De herbergen namen toe De telling van 1747 gaf 5 herbergiers in Herent. Het aantal daalde tot 4 in 1796 (20). Winksele telde in 1686: 2 herbergen, die 12 gulden betaalden. In 1755 waren er dat 5 en in 1762 al 7, waarvan 5 in Winksele Boven en 2 in Winksele Beneden (21). In Veltem steeg het aantal herbergen van 1 in 1754 tot 7 in 1780 (22). Beisem telde 3 herbergen in 1754, 2 in 1784 (23). De telling van de herbergen onder Maria Theresia in 1778 wees op een sterke groei. Het edict van 1779 van Maria-Theresia beperkte het aantal herbergen niet, want dat zou nadelig geweest zijn voor de staatskas omwille van de drankaccijnzen. Het sluitingsuur werd aangekondigd met de aftochtklok. In de winter moesten de herbergen om 20 u gesloten zijn, in de zomer om 21 uur. Maria-Theresia wenste geen conflict met de katholieke kerk. De herbergen moesten daarom dicht blijven op zon- en feestdagen onder de hoogmissen, het sermoen en de vespers. Bier en wijn voor de zieken De rekening van pastoor Gerardus Van Limbergen van Winksele uit 1640 gaf de kosten voor de verzorging van zieke Jennemieken Deckers:
een halve pinte wijn 2 potten goed bier enige potten klein bier (24).

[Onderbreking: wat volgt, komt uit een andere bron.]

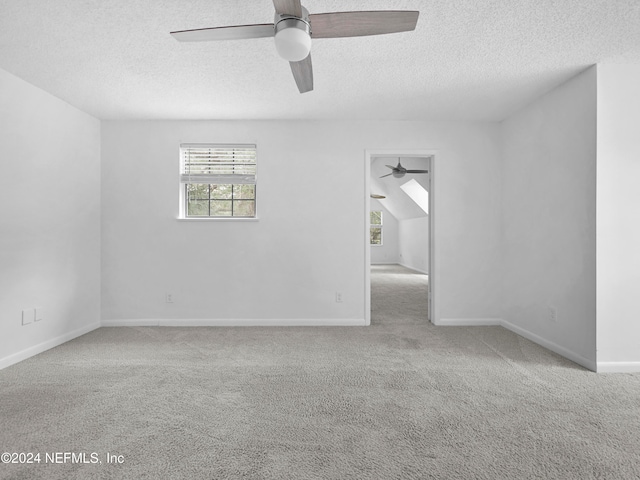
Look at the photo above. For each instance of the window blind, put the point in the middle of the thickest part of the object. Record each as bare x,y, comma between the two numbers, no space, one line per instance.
218,164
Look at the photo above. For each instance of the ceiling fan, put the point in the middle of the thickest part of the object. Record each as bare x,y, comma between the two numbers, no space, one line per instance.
399,171
293,28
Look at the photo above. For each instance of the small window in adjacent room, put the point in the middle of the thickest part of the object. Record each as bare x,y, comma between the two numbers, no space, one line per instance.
218,181
376,227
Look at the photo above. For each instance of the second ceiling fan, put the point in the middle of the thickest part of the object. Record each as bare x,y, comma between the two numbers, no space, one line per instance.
399,171
293,28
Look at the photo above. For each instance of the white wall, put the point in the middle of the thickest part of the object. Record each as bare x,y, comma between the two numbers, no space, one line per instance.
549,201
388,252
618,218
414,243
49,219
309,241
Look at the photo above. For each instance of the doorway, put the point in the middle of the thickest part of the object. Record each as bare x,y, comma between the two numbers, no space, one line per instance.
399,211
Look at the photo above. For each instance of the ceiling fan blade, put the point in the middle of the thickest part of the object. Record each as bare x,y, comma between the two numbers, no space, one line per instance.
288,7
225,33
356,24
303,74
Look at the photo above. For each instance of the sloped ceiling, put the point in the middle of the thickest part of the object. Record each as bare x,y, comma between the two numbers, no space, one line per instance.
397,202
467,59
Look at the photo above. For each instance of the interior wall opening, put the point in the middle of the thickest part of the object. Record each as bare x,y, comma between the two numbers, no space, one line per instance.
399,240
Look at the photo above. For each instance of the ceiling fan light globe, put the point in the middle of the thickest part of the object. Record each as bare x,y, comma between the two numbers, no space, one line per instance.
292,38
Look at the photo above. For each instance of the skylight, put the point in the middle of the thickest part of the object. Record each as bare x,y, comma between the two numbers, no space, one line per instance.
417,193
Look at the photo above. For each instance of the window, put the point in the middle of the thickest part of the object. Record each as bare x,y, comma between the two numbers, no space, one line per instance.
375,231
218,181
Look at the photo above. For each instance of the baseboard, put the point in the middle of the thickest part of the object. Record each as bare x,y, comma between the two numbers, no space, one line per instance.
234,322
44,346
468,322
618,367
549,345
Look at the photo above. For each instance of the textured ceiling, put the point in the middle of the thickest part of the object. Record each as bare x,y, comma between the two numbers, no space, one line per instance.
466,60
399,204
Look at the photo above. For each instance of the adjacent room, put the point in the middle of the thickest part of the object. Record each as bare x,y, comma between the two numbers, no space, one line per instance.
414,257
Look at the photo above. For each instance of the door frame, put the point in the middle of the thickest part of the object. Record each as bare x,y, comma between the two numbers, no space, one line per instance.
432,154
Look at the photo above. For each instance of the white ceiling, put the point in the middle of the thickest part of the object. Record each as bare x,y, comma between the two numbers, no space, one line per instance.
399,204
466,60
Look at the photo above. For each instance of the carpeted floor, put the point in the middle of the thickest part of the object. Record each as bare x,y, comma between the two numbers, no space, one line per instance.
403,400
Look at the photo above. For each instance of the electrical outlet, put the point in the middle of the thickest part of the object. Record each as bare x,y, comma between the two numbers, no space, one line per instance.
28,315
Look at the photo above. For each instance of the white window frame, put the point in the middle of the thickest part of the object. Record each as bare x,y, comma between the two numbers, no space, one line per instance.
218,172
377,226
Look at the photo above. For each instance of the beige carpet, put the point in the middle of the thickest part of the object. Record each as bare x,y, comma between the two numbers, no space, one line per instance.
402,400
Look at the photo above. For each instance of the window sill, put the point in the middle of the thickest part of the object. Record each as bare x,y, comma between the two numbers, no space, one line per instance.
219,219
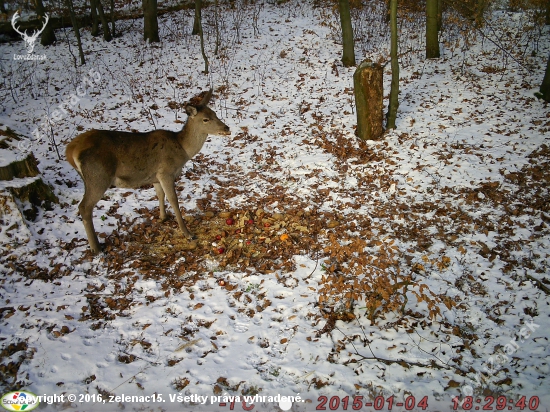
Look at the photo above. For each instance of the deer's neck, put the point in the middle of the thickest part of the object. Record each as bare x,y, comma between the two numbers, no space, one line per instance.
191,139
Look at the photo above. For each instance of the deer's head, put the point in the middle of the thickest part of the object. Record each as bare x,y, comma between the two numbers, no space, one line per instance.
29,40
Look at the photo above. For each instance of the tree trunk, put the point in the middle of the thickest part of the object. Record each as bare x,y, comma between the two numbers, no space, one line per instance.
198,17
198,6
113,31
70,6
369,96
348,56
545,86
150,26
432,41
104,22
394,91
48,35
95,20
439,15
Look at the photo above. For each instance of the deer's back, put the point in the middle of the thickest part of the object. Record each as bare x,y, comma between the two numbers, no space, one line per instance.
133,159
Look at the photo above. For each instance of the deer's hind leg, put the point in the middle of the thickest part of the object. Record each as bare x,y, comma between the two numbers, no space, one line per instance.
97,179
167,185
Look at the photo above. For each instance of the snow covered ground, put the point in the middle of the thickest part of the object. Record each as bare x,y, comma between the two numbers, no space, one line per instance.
455,201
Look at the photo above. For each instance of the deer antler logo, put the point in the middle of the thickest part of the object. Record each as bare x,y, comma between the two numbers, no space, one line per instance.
29,40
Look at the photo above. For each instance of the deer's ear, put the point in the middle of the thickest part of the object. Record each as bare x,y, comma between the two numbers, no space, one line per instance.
190,110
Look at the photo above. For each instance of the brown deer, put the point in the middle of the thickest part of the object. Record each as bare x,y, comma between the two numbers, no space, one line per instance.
106,158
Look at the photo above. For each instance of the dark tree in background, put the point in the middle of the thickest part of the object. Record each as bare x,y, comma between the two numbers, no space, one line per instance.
198,17
394,91
545,86
70,6
432,29
150,23
348,56
97,10
198,22
48,35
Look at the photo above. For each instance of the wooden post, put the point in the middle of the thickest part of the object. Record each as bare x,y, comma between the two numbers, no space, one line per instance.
369,94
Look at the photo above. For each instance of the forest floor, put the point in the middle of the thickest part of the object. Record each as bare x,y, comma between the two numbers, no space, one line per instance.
416,266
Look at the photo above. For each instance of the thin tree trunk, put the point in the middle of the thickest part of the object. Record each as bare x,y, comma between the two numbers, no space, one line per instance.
432,41
394,91
348,56
113,31
198,16
439,15
48,35
150,26
95,19
70,6
198,6
104,22
217,27
545,86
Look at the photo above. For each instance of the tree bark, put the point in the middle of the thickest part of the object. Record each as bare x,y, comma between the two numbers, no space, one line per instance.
113,31
545,86
104,23
48,35
369,96
150,26
198,17
95,20
394,91
198,6
348,55
70,6
432,40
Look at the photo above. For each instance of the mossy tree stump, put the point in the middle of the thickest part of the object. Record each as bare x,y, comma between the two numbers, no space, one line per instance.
20,178
369,94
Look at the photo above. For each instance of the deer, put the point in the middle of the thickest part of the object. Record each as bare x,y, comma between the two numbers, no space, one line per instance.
106,158
29,40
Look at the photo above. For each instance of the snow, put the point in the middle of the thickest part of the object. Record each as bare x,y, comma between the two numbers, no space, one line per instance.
440,186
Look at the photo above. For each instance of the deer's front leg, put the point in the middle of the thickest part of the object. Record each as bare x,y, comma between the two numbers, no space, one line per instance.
160,195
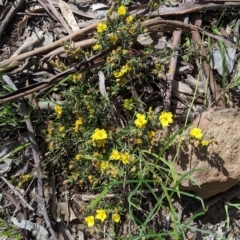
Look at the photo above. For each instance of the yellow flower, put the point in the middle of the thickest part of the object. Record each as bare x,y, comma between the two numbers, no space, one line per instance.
125,158
101,215
196,133
101,27
99,134
150,114
89,220
113,38
78,123
102,166
151,134
166,118
141,121
205,142
116,217
100,143
117,74
58,110
61,129
129,19
128,104
132,30
97,47
78,157
115,155
126,68
121,10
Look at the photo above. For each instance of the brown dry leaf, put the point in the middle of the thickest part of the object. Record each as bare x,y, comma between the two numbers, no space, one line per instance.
68,15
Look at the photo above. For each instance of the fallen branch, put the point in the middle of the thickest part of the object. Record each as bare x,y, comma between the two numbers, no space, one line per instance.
37,166
15,7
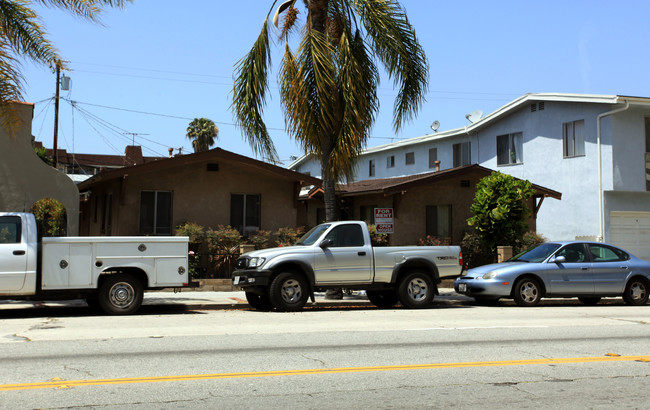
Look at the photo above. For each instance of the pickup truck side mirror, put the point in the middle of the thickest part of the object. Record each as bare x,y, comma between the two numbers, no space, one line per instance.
326,243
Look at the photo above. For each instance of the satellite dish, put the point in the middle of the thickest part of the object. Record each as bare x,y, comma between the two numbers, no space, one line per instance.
474,116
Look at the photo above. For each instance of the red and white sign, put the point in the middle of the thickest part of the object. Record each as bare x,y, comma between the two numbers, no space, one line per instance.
384,220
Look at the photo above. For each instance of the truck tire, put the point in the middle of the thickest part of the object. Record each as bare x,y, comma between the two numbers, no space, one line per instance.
383,299
288,292
415,291
120,294
259,302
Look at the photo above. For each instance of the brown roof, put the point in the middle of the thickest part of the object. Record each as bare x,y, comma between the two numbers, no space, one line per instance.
216,154
133,156
397,184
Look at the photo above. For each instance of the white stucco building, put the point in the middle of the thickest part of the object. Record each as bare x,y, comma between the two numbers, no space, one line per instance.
553,140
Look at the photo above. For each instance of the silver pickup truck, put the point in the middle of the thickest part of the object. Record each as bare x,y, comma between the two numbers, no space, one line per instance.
340,255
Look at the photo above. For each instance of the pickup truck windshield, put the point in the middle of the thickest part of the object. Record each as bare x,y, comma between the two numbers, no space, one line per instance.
312,236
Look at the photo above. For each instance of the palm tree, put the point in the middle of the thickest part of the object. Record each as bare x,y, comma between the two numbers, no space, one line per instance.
202,133
328,88
23,36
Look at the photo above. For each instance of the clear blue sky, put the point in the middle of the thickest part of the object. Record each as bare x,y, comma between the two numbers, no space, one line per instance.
175,59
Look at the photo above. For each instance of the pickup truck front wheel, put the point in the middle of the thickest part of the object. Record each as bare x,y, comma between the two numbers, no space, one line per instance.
120,294
288,292
415,291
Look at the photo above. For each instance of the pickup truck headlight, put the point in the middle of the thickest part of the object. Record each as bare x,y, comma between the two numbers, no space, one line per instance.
256,262
490,275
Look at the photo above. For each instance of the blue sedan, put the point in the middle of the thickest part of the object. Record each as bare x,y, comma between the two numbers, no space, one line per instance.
587,270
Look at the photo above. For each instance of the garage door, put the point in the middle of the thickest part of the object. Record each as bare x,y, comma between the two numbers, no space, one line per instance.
631,231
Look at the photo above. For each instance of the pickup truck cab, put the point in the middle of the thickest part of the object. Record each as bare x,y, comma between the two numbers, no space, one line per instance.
340,255
109,272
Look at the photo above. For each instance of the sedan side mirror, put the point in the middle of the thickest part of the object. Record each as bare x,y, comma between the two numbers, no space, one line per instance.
326,243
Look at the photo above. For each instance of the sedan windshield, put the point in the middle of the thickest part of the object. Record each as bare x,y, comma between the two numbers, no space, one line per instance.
537,254
312,236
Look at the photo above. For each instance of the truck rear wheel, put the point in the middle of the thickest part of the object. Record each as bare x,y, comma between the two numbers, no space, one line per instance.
288,292
259,301
383,299
415,291
120,294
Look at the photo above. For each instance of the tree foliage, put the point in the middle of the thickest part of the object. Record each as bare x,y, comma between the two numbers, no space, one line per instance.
328,86
499,210
202,132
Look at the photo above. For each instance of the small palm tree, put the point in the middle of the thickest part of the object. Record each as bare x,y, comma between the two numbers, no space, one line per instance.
202,132
328,88
23,36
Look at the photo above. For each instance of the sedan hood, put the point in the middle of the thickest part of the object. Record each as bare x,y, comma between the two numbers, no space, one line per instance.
494,267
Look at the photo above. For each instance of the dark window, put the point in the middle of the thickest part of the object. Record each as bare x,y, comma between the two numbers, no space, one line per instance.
602,253
438,221
433,157
574,138
410,158
156,212
346,235
574,253
10,229
245,213
462,154
509,149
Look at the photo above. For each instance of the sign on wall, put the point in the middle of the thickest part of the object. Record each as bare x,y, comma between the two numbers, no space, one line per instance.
384,220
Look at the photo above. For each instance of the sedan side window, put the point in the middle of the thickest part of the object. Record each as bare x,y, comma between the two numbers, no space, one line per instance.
601,253
346,235
574,253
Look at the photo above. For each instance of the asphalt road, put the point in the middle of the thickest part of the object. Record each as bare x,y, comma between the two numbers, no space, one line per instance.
560,355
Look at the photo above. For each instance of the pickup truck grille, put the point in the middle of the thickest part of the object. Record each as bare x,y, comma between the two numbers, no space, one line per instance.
242,263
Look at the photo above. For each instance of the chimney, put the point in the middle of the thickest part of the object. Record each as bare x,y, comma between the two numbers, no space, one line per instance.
133,154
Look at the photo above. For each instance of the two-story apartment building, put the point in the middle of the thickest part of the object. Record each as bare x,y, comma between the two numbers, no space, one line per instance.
594,149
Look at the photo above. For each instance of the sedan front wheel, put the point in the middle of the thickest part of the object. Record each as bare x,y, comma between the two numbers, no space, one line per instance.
527,292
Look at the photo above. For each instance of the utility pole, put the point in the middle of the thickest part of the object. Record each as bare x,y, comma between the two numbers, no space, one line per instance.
55,149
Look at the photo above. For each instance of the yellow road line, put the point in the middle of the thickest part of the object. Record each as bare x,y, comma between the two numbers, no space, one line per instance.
62,384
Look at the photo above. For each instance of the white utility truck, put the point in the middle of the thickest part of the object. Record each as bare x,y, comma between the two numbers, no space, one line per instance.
109,272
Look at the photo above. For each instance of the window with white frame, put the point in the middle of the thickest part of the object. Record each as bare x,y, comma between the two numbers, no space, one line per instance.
409,158
509,149
156,212
573,136
245,213
433,157
462,154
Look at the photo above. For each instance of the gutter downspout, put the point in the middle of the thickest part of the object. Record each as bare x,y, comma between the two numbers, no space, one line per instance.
600,167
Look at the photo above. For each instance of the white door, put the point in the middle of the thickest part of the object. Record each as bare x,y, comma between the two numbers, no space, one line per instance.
631,231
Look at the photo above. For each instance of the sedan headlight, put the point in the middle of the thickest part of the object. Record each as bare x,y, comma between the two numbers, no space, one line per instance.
490,275
256,262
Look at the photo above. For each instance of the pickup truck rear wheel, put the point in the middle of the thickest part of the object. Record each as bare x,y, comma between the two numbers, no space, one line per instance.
415,291
383,299
120,294
288,292
259,301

Klein bier in Meutershof De inventaris van het Meutershof (zie foto) te Herent van 1685 gaf : in de bierkelder 5 vaten 'half vol als minder', 3 biervaten of tonnen 'cleyn bier' in de melkkelder en 2 koperen kamketels. De kamketels wezen op een kamme of brouwerij (25).
Wijn en bier bij de inhaling van de pastoor van Herent In 1700 vond de inhaling van de pastoor Herent van Herent plaats. We vonden een rekening van 10 gulden voor geleverd bier en 17 potten wijn aan 8 stuivers de pot (26). Brandewijn voor de huzaren in Herent Op 31 januari 1709 was er een partij huzaren in Herent gelegerd. " Ze wilden geen spek maar wel hesp en zoet vlees en kiekens. Ze wilden geen bier maar Franse brandewijn, zoveel als het hun lustte" (27). Bier voor de uitvaart in Veltem In 1765 vermeldde een rekening bier voor de uitvaart :" 7 stuyvers aan de brouwer Vranckx voor het thuisbrengen van het bier van de uytvaert" (28). Bier voor de schuttersgilde te Herent Op 27 juni 1784 had te Herent de schieting of de 'vogelscheut' bij de schuttersgilde plaats. De baron van Herent zorgde voor de drank: 4 tonnen bier om beter te kunnen schieten en voor een nieuwe wimpel (29). Wijn voor Pastoor De Clerck te Veltem Bier was voor het gewone volk in Veltem. Pastoor De Clerck zorgde voor zijn wijn in de pastorie van Veltem, maar de binnenvallende legers verhinderden zijn wijncarriëre: " Palmezondag 1793 de keizerlijken of Oostenrijkers trekken Veltem binnen: ze trokken de buizen van de citernen en braken de welfsels open" en daarin zaten de wijnflessen van de pastoor (30). Bier bij de Zusters te Veltem In 1791 stelde pastoor De Clerck de regels der Zusters van Veltem op. Ze mochten twee soorten bier drinken:
bier in Veltem gebrouwen Lovens klein of middelbier
Ze kregen een halve pint bier ' s middags en 's avonds Ze mochten geen wijn drinken. Die lag in de kelder voor zieken van de parochie (31) Een woordje uitleg bij deze termen. Klein bier had een alcoholgehalte van 0,8 tot 2°. Het was voor locaal gebruik en voor de minder gegoeden. Goed bier had een alcoholgehalte tot 8 °. Het werd uitgevoerd en diende voor de rijken.
5.
Traditioneel brouwen
We geven kort een beeld hoe bier traditioneel gebrouwen werd in de 18de en 19de eeuw (32). De 4 basisproducten waren:
water gemout graan hop gist.
Uitgewonnen mout noemt men draf en doet dienst als veevoeder. Het mouten gebeurde in de mouterij met zijn eest of ast. De feestzaal 'Den Ast' van de vroegere brouwerij De Biertoren in Kampenhout herinnert hieraan. In de mouterij hadden 4 bewerkingen plaats:
het het het het
mouten of weken van het graan in water kiemen: de harde gerstkorrel wordt een zachte gerstkorrel drogen of eesten om de kieming te stoppen malen van het mout.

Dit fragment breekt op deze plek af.